What made this year’s Remembrance of the “August 12, 1952 Night of the Murdered Poets” Memorial held at the Center for Jewish History unique, was the presence of Ala Zuskin Perelman, daughter of murdered Yiddish actor Benjamin Zuskin. Following greetings by event host *Shane Baker, Director, Congress for Jewish Culture, YIVO Executive Director Jonathan Brent delivered a scathing indictment of the Soviet Union’s Stalinist tyranny.
He addressed the horror of the “thirty-three Jewish doctors who were accused of poisoning Kremlin leaders — which triggered massive repressions of Jews throughout the length and breadth of the Soviet Union…with consequences that were only averted by Stalin’s death on March 9, 1953.”
Among those executed on August 12 — Yiddish writers David Bergelson, Itzik Fefer, Dovid Hofshteyn, Leyb Kvitko, Peretz Markish—and Yiddish actor Benjamin Zuskin. Other Yiddish writers and artists had fallen victim in earlier waves of ‘cultural’ reform…” The plan of the Soviet Union was to destroy the authentic voice of humanity and all culture — German culture, Polish culture, Ukrainian culture and substitute the platitudes of an ideology—the formulaic ways of thinking that were entombed to the political will and political character of the times. The greatest defiance that one can show to regimes like that is to withstand the lure of the platitudes…withstand the lure of habitual thinking.” Touting the victims’ courage, Brent noted: “each behaved with honor in court.”
Queens College, CUNY Professor Thomas Bird (who is fluent in Welsh, Polish, Russian and more) delivered his recitative on the Soviet plot to destroy Yiddish culture—in Yiddish. “One of the most tragic events that beset Yiddish culture—was not only on August 12—but other intellectuals on other dates and in various prisons of the NKVD [KGB precursor] — including Henryk Erlich and Victor Alter.”
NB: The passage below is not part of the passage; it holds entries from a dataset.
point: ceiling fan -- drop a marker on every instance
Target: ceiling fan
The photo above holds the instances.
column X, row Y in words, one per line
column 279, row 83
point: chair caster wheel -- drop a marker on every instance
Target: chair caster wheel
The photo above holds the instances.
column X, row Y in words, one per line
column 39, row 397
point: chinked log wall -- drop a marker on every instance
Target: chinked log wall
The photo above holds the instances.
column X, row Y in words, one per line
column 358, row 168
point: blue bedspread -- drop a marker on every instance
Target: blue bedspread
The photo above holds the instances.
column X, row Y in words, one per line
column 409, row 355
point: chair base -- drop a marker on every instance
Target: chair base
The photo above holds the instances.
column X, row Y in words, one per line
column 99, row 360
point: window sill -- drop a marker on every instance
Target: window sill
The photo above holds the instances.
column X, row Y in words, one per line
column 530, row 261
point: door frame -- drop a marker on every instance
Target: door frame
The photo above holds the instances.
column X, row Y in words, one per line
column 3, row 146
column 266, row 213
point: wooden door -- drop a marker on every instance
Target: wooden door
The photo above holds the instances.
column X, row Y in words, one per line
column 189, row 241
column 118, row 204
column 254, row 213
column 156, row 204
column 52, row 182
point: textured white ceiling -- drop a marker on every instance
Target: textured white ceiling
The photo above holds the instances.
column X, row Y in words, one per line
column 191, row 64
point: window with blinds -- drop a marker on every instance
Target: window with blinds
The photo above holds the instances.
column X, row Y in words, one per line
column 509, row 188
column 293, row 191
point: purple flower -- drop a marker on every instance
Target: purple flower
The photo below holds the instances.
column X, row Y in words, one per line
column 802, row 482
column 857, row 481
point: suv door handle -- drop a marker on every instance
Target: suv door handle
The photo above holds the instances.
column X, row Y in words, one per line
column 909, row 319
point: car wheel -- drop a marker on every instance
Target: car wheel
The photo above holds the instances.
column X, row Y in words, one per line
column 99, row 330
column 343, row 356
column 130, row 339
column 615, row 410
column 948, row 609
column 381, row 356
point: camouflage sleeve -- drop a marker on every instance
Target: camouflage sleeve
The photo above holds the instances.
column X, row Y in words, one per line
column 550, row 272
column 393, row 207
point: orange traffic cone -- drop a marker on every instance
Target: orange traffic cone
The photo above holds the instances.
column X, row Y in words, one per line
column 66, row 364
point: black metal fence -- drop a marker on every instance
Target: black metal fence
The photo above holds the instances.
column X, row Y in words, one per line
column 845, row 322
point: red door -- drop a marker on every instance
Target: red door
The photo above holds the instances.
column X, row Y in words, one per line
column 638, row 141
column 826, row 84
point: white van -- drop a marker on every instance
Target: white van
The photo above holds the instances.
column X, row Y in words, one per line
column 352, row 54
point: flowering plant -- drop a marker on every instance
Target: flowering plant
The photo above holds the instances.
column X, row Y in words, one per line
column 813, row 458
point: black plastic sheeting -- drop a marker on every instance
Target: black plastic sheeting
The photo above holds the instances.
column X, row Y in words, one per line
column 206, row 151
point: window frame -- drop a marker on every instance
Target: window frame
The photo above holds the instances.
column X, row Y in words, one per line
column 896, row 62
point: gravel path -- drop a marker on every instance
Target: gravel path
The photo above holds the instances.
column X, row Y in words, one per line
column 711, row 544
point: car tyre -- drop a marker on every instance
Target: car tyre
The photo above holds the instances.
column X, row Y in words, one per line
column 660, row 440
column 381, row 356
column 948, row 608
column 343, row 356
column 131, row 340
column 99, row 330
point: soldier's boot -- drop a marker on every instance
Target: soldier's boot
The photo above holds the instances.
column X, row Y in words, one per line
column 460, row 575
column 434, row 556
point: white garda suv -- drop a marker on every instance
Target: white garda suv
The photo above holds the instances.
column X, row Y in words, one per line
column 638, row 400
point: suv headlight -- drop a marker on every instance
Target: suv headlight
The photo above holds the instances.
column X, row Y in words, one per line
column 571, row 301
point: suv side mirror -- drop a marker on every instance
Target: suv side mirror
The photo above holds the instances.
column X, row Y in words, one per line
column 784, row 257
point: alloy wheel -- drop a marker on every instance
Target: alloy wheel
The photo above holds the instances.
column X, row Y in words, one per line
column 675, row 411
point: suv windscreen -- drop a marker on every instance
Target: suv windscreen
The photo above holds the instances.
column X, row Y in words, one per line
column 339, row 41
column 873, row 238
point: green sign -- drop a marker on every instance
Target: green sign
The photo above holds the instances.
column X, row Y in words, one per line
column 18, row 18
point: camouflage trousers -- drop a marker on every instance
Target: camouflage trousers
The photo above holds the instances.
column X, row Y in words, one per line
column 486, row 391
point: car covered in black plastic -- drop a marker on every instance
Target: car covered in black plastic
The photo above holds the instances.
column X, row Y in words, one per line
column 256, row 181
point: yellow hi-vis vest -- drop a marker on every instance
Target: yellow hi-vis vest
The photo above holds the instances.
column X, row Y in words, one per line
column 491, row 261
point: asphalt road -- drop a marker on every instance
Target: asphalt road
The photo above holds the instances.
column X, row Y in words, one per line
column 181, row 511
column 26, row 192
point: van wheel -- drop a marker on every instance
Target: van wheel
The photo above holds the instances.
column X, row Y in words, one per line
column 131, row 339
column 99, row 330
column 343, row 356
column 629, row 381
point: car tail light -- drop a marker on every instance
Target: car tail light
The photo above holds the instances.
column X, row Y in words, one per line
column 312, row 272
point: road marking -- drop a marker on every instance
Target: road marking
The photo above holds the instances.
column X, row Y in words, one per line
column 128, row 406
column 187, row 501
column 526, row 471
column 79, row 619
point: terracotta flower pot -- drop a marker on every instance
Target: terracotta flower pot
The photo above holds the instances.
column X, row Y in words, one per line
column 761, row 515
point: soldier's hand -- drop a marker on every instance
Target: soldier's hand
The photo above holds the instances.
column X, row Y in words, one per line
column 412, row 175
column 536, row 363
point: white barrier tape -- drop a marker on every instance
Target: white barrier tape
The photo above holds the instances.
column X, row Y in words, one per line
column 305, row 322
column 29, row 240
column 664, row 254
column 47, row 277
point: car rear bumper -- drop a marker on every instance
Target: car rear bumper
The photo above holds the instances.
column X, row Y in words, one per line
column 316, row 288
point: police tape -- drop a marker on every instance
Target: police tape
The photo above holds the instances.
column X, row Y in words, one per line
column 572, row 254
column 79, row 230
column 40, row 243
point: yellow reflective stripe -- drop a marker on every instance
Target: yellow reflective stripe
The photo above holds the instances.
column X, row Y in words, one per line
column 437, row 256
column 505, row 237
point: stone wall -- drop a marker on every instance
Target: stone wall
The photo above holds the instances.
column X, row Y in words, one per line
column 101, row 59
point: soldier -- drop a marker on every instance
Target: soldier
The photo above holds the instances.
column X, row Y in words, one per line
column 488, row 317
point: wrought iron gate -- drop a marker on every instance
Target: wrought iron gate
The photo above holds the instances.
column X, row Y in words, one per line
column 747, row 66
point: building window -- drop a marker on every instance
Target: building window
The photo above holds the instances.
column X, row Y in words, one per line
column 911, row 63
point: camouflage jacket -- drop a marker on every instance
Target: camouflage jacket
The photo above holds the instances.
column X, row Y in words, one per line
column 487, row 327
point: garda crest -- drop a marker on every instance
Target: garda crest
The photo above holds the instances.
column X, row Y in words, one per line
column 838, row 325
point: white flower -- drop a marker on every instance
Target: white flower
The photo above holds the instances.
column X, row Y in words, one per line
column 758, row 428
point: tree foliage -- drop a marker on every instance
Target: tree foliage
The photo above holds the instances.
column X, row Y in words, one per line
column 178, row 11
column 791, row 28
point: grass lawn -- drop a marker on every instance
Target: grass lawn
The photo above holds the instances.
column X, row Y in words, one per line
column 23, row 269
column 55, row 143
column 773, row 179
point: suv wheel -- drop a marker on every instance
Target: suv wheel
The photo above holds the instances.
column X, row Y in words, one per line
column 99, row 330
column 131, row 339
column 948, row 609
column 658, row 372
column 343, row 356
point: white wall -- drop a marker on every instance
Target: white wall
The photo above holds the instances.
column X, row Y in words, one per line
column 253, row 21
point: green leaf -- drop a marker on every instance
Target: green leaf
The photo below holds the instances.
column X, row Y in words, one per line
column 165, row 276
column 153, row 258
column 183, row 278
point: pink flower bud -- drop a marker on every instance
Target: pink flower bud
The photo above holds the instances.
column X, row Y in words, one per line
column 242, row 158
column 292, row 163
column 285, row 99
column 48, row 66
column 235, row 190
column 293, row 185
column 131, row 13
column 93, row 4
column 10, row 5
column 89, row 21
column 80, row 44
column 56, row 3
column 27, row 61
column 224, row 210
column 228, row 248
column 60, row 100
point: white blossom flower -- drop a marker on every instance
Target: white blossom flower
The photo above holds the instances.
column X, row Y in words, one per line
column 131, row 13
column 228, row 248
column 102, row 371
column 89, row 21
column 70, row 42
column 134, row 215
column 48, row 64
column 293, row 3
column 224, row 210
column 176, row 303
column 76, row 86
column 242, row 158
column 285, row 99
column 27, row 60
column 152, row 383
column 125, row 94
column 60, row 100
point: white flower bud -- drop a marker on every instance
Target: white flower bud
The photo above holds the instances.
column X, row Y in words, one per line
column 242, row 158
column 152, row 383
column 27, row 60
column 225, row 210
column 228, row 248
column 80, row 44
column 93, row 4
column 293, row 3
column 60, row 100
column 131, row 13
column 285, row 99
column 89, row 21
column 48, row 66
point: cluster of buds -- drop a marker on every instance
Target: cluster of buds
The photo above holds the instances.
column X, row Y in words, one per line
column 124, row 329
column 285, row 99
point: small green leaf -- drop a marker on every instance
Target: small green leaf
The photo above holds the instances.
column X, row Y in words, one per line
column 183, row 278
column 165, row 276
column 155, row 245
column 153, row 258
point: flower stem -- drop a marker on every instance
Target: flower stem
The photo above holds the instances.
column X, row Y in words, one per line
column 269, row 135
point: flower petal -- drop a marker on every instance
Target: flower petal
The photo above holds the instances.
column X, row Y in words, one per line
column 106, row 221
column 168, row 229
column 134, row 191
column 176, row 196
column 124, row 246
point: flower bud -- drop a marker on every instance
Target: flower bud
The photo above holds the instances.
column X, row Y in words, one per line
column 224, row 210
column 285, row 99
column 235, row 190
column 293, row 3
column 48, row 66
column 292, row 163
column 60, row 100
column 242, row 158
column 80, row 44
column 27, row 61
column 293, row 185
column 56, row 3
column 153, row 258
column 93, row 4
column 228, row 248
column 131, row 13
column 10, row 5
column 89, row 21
I had met Erlich and Alter as a child in pre-war Warsaw. My mother and I traveled with Erlich’s wife Zofia and son Viktor across Siberia [to Japan] and sailed with them on the “Heian Maru” to the U.S. unaware of their fate. I was also witness to the arrest of my father in Vilno when at dawn in August 1940 two black-leather coated NKVD agents [precursor of the KGB] and two bayonet bearing soldiers broke into the house we lived in— a few blocks from the YIVO’s building. My father [Matvey Bernsztejn) would later share a Lukishki [Vilno] prison cell with Menachem Begin before each was sent to Stalin’s gulags.
In a rich Russian-accented English, petite Zuskin Perelman — author of the biography “The Travels of Benjamin Zuskin” — stood at the dais and recalled her father’s life as behind her film clips of his performances were showcased on a large screen. Touting his multi-talented accomplishments she elaborated on scenes from a Yiddish production of “King Lear” and a fragment from Goldfadden’s Yiddish operetta “The Witch” (aka “Di Makhasheyfe,” “Di Koldunie”).
“My father was one of the greatest actors,” said Perelman. “The theater in a totalitarian state is not just a place for entertainment…[you] speak in a vague language to convey a message which you could not dare talk out loud for fear of the authorities. The Moscow State Jewish Theater [1919-1949] was a beacon of light due to its Jewish message conveyed openly due to its stellar artistic level.”
The evening concluded with actress, singer Yelena Shmulenson’s exquisite renditions of, among others, “Di Alte Kashe/Nit Bashert” (The Old Question/Not intended/promised) words Sholem Aleichem; music L. Pulver); “Birobidzaner Viglid” (Birobidzan lullaby [Birobidzan was USSR’s Jewish Autonomist Colony] words by I. Fefer music R. Boyarska) and “A Hoikher Boym” (A Tall Tree) Words: Shike Driz, Music: M. Poliansky. Her accompanist, pianist Steve Sterner.